ChatPaper.aiChatPaper

語法推理:合成語言推理軌跡能否提升低資源機器翻譯?

Reasoning over Grammar: Can Synthetic Linguistic Reasoning Traces Enhance Low-Resource Machine Translation?

June 2, 2026
作者: Renhao Pei, Yihong Liu, Sampo Pyysalo, Hinrich Schütze, Shaoxiong Ji
cs.AI

摘要

大语言模型(LLMs)透過上下文學習整合語言資源,為極低資源語言的機器翻譯(MT)提供了前景可期的方法。然而,LLMs 在翻譯過程中往往難以有效應用語法資訊。受近期思維鏈推理進展的啟發,我們探討了低資源機器翻譯是否能從結構化的語言分析與語法推理中間步驟中受益。我們提出一套流水線,可從通用依存關係樹庫、詞典及語法規則庫自動生成逐步的語言推理軌跡。我們以錫伯語和奇唐語為測試案例,在三種設定下評估這些軌跡:上下文學習(ICL)、監督微調(SFT)以及強化微調(RFT)。結果顯示,語言推理軌跡作為推理時的引導最為有效:在 ICL 中,可靠的句子特定軌跡顯著提升了大多數模型、語言及指標上的翻譯表現。相比之下,將語言推理軌跡作為訓練數據僅能帶來較小且不一致的增益,因為模型學會了軌跡格式,但經常生成錯誤內容。這些發現表明,當提供可靠語言分析時,LLMs 能利用語法資訊進行低資源機器翻譯,然而學習生成此類分析仍是一大瓶頸。
English
Large language models (LLMs) offer a promising approach to machine translation (MT) for extremely low-resource languages by incorporating linguistic resources through in-context learning. However, LLMs often struggle to apply grammatical information effectively during translation.
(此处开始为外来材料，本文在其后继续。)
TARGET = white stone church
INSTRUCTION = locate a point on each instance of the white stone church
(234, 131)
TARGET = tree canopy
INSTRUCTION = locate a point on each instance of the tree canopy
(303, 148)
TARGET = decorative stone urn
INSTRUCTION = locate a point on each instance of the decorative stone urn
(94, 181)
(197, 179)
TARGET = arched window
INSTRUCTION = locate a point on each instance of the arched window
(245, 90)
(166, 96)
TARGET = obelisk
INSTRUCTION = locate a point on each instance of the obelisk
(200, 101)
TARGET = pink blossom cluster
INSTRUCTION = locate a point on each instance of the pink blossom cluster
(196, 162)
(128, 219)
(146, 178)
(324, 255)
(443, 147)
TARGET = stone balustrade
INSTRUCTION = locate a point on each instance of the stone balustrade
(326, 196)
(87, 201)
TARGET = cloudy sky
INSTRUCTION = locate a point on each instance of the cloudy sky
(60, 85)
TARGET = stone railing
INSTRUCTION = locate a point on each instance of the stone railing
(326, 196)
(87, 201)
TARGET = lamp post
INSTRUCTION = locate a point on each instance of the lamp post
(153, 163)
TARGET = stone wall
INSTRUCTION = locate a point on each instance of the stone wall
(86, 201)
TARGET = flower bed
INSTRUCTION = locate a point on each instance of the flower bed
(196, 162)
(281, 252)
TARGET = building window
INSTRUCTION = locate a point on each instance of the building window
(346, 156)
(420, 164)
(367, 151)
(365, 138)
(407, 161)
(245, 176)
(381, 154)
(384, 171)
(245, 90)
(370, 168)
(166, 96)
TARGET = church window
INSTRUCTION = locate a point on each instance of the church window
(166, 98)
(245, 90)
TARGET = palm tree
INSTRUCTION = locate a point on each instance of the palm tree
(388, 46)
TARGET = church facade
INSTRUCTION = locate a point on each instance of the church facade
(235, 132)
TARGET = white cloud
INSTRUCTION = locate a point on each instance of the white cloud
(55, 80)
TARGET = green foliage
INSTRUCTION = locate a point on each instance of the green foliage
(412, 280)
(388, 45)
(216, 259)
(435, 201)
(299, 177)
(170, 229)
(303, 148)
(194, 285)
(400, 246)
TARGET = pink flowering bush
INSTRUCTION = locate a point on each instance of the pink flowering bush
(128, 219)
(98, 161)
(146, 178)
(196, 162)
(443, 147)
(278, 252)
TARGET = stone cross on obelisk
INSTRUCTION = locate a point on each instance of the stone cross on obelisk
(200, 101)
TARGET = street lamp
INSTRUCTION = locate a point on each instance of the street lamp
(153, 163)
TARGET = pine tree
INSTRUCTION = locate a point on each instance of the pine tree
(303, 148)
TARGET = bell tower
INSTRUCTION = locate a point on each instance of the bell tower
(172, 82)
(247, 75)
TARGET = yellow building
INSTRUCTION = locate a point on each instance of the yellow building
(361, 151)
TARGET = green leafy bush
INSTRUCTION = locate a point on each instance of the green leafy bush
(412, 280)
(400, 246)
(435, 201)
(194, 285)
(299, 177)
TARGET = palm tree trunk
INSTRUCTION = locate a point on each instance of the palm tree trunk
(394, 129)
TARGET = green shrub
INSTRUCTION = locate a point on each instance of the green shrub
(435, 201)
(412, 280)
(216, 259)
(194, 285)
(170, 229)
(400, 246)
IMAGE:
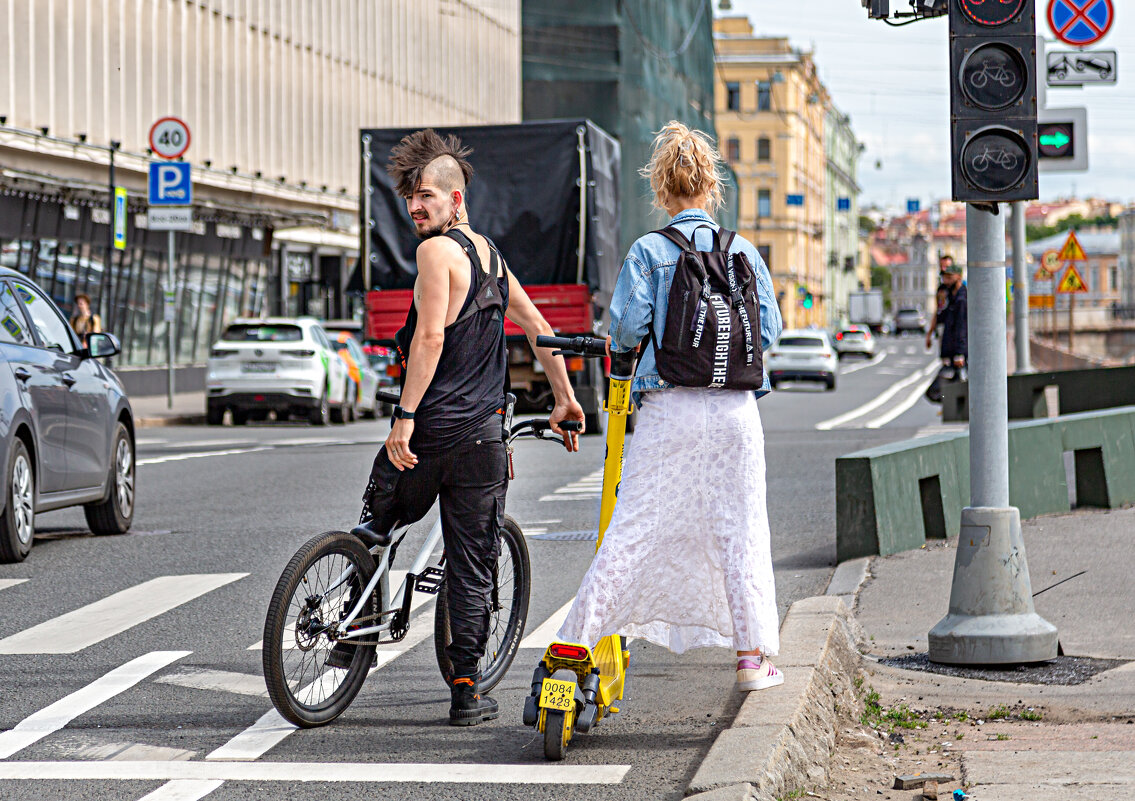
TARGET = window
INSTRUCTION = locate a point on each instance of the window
(53, 330)
(733, 95)
(13, 328)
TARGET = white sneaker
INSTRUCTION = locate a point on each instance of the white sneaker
(757, 676)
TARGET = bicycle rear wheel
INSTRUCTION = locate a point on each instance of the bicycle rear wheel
(512, 582)
(318, 589)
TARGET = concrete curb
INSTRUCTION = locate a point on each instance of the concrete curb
(170, 420)
(782, 739)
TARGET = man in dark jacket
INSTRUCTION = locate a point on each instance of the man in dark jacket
(955, 317)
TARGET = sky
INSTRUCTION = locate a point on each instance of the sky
(893, 83)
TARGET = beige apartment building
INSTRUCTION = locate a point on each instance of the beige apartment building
(274, 92)
(770, 110)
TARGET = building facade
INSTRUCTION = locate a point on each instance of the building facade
(771, 109)
(841, 216)
(274, 92)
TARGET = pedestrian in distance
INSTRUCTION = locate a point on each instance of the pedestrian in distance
(83, 321)
(686, 561)
(446, 440)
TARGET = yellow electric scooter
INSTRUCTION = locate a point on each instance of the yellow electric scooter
(574, 686)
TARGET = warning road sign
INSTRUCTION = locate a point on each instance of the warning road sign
(1072, 283)
(1072, 251)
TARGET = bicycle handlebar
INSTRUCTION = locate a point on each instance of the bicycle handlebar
(576, 346)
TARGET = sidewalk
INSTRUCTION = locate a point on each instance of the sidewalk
(153, 410)
(862, 705)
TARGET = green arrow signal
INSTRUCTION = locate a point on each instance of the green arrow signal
(1058, 140)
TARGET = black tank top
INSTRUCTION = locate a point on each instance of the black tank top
(469, 384)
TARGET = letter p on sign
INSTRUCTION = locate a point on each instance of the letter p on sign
(170, 184)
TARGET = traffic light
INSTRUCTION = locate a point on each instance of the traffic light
(993, 100)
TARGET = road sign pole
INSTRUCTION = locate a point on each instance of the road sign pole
(991, 620)
(1019, 289)
(170, 322)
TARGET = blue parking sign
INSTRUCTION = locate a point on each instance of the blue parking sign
(170, 184)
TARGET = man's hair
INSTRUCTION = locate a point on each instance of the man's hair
(419, 150)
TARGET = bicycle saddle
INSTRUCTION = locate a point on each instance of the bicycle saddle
(372, 537)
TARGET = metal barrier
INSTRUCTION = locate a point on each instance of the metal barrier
(897, 496)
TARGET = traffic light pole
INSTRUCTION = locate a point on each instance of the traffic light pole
(991, 620)
(1020, 289)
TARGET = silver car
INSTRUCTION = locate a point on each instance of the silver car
(66, 424)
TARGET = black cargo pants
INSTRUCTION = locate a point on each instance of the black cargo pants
(470, 479)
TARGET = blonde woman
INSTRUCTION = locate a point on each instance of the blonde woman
(686, 562)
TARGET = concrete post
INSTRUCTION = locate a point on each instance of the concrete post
(1020, 278)
(991, 620)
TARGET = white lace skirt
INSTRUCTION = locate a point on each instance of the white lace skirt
(686, 562)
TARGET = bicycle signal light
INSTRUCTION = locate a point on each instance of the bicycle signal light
(993, 100)
(562, 650)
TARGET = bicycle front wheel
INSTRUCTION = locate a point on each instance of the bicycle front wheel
(318, 589)
(512, 582)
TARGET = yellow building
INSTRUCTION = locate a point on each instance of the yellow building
(770, 112)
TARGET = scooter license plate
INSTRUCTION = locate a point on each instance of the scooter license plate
(557, 694)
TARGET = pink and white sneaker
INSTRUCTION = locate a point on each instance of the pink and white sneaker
(757, 675)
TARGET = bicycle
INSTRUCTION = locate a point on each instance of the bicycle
(336, 591)
(574, 686)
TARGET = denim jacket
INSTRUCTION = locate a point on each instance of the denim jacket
(642, 289)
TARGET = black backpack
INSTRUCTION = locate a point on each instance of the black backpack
(713, 319)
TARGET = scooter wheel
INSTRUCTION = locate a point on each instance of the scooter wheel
(556, 735)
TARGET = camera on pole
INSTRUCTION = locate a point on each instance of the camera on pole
(993, 100)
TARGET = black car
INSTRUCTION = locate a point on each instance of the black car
(66, 424)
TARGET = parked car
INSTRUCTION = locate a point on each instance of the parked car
(66, 424)
(855, 339)
(801, 355)
(363, 377)
(287, 365)
(909, 320)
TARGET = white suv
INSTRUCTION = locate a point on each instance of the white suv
(282, 364)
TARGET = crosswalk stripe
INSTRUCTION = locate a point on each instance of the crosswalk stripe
(62, 711)
(199, 679)
(446, 773)
(184, 790)
(114, 614)
(545, 633)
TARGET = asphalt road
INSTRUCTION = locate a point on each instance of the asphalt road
(148, 691)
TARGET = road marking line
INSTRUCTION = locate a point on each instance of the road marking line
(872, 405)
(184, 790)
(907, 403)
(114, 614)
(871, 363)
(226, 681)
(447, 773)
(183, 457)
(545, 633)
(49, 719)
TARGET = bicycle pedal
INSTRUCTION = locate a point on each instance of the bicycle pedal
(430, 581)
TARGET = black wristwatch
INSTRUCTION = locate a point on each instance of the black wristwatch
(402, 414)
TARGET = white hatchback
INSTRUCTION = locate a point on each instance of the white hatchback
(277, 364)
(801, 355)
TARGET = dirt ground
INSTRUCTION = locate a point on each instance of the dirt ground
(894, 738)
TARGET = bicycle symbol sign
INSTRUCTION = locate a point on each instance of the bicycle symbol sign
(1081, 23)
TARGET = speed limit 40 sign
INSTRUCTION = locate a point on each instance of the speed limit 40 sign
(169, 137)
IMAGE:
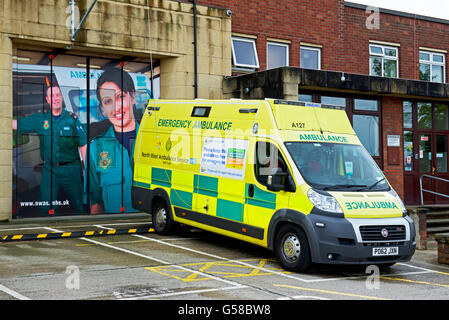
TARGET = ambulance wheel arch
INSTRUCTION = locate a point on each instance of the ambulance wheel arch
(288, 217)
(161, 212)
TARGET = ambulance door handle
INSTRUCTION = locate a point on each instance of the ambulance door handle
(251, 191)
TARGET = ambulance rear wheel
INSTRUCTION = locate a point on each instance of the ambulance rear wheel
(292, 248)
(162, 221)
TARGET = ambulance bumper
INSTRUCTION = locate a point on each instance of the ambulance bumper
(361, 241)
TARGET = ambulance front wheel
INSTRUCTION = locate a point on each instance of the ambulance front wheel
(292, 248)
(162, 221)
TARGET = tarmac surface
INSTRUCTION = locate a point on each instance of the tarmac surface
(121, 258)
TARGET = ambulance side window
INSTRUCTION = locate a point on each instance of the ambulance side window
(268, 160)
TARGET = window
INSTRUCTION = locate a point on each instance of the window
(333, 101)
(367, 129)
(310, 58)
(305, 97)
(432, 66)
(383, 61)
(244, 53)
(277, 55)
(268, 160)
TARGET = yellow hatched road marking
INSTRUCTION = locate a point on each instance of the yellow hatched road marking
(417, 281)
(330, 292)
(205, 267)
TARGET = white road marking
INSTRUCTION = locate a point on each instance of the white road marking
(13, 293)
(234, 284)
(182, 293)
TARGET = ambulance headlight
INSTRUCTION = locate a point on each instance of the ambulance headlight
(404, 209)
(324, 202)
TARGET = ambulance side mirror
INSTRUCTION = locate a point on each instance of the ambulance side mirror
(280, 180)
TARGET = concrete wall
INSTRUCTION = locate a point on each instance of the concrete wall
(118, 27)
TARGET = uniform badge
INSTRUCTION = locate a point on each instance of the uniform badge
(105, 160)
(168, 145)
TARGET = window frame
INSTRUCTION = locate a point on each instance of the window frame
(287, 52)
(351, 111)
(383, 58)
(431, 63)
(241, 65)
(318, 49)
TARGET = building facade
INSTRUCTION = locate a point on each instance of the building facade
(387, 68)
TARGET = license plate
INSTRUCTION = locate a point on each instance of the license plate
(386, 251)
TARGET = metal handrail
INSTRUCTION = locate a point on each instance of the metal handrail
(433, 192)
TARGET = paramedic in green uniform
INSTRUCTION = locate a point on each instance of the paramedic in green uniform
(111, 152)
(62, 139)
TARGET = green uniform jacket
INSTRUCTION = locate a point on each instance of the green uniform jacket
(105, 173)
(68, 136)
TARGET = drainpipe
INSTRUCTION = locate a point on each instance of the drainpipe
(75, 31)
(195, 47)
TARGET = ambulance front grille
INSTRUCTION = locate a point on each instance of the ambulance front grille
(374, 233)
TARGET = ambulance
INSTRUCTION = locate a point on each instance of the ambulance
(287, 176)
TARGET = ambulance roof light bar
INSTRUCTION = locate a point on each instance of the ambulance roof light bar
(306, 104)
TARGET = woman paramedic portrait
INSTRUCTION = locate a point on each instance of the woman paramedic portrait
(111, 152)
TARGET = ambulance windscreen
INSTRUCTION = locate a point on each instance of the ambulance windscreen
(333, 166)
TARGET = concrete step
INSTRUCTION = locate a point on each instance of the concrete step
(434, 222)
(434, 230)
(438, 214)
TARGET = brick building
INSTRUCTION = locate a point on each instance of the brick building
(387, 68)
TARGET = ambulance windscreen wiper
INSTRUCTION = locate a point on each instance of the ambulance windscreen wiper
(344, 186)
(375, 183)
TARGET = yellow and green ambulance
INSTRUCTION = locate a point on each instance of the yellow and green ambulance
(288, 176)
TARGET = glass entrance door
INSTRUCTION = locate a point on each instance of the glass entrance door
(432, 160)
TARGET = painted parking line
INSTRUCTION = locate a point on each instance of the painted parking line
(415, 281)
(293, 276)
(181, 293)
(228, 282)
(225, 269)
(345, 294)
(13, 293)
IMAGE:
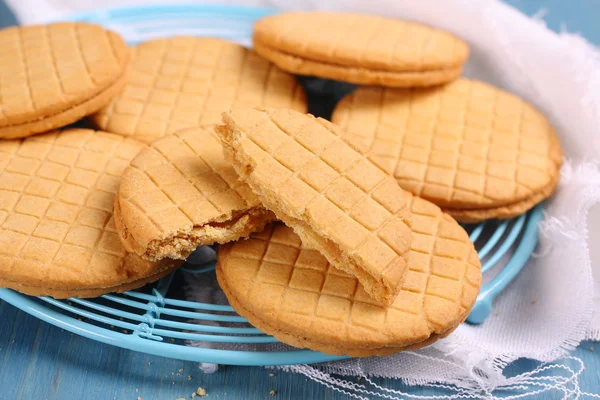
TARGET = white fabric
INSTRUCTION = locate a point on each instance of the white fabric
(560, 73)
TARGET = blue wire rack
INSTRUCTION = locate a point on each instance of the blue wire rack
(154, 321)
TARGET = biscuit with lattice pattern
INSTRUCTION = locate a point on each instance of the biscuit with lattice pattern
(334, 197)
(476, 151)
(186, 82)
(181, 193)
(290, 291)
(53, 75)
(57, 232)
(362, 49)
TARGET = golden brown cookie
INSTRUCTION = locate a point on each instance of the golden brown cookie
(181, 193)
(475, 150)
(335, 199)
(185, 82)
(358, 48)
(53, 75)
(57, 233)
(291, 292)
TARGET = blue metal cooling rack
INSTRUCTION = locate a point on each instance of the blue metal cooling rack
(154, 320)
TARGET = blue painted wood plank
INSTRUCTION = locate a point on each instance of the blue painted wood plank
(40, 361)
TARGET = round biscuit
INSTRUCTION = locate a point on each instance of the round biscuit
(181, 193)
(53, 75)
(57, 232)
(464, 146)
(362, 49)
(184, 82)
(290, 291)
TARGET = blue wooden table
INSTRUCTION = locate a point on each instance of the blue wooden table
(40, 361)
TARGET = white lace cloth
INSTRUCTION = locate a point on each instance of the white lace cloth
(559, 73)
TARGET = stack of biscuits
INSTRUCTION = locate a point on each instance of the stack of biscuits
(339, 236)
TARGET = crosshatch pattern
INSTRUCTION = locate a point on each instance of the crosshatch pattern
(56, 193)
(183, 181)
(45, 69)
(364, 41)
(290, 288)
(184, 82)
(463, 145)
(307, 172)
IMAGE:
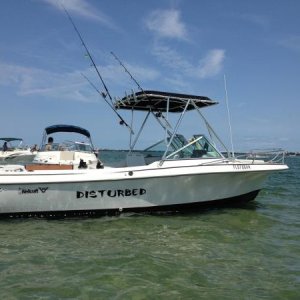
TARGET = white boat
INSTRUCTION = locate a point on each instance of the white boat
(12, 150)
(67, 154)
(184, 176)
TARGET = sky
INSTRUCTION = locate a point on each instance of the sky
(167, 45)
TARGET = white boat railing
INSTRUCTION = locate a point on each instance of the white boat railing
(267, 155)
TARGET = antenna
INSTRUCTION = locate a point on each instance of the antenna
(122, 121)
(228, 115)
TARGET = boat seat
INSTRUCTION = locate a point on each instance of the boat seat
(135, 159)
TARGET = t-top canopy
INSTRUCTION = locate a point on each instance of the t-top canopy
(158, 101)
(67, 128)
(11, 139)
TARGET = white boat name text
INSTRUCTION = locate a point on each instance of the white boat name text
(241, 167)
(110, 193)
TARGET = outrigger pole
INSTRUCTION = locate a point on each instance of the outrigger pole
(122, 121)
(157, 115)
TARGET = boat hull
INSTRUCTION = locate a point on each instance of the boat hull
(105, 193)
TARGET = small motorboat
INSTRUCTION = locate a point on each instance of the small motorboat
(175, 174)
(66, 154)
(14, 151)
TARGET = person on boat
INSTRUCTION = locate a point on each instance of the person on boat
(5, 147)
(48, 147)
(34, 148)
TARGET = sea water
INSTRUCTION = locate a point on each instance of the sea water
(250, 252)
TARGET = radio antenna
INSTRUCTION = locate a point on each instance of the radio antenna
(122, 121)
(229, 118)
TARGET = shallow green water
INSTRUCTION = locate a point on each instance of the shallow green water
(236, 253)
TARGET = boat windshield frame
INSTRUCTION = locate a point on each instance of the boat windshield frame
(160, 104)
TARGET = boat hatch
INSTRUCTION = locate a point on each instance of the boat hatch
(198, 146)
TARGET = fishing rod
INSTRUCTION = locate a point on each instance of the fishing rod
(157, 115)
(122, 121)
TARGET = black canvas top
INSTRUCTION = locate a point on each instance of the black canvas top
(11, 139)
(67, 128)
(158, 101)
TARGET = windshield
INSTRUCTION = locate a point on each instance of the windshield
(197, 147)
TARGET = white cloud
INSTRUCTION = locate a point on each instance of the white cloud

Inspired by recent progress in chain-of-thought reasoning, we investigate whether low-resource MT can benefit from structured intermediate steps of linguistic analysis and grammatical reasoning. We propose a pipeline for automatically generating step-by-step linguistic reasoning traces from Universal Dependencies treebanks, dictionaries, and grammar-rule banks. We evaluate these traces in three settings: in-context learning (ICL), supervised fine-tuning (SFT), and reinforcement fine-tuning (RFT), on Xibe and Chintang as test cases. Our results show that linguistic reasoning traces are most effective as inference-time guidance: in ICL, reliable sentence-specific traces substantially improve translation performance across most models, languages, and metrics. In contrast, using the linguistic reasoning traces as training data yields smaller and less consistent gains, as models learn the trace format but often generate erroneous content. These findings suggest that LLMs can leverage grammatical information for low-resource MT when given reliable linguistic analyses, while learning to generate such analyses remains a major bottleneck.